The Helfenberger is a self-employed stuntman with Hollywood experience (“Inglourious Basterds”) and was trained in the use of weapons by a WEGA instructor. In principle, he is certain: “If I were to drive for a food delivery company in Vienna during rush hour for two weeks, the risk of being involved in a fatal accident would be significantly higher” than if I were on a shoot. This has been statistically proven. Hanslmaier compares his profession’s approach to that of freeriders (skiers in open terrain): Experienced professionals who have trained for the event have meticulously studied the terrain, weather and avalanche conditions before they go out into the field.

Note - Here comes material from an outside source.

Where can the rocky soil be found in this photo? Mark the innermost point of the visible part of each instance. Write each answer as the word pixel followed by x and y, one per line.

As in top-level motorsport or alpine sports, there is also an uncontrollable and unforeseeable residual risk in film. Factors include human and material failure. Time pressure, pressure and incorrect (leadership) behavior all play their part. Hanslmaier knows this from his early days: A director in Austria felt that a car stunt was too slow. Contrary to what he had rehearsed, the car then drove towards him faster. When he hit the windshield, he split a tooth, which he only discovered two months later.

The “Rust” case has definitely raised awareness in the industry. Since then, Hanslmaier has felt “a certain amount of excitement regarding whether the work is being done properly. When the gunsmith gives me the gun himself, I go to the sandbag and press the entire magazine through once more. To make sure that there is nothing left in it.”

Alec Baldwin fired a shot during rehearsals for the western “Rust” in 2021, killing camerawoman Halyna Hutchins and slightly injuring director Joel Souza. The trial once morest Alec Baldwin (66) for negligent homicide begins today in Santa Fe with the selection of the jury; if found guilty, he faces 18 months in prison. In March, “Rust” gunsmith Hannah Gutierrez-Reed was found guilty of negligent homicide.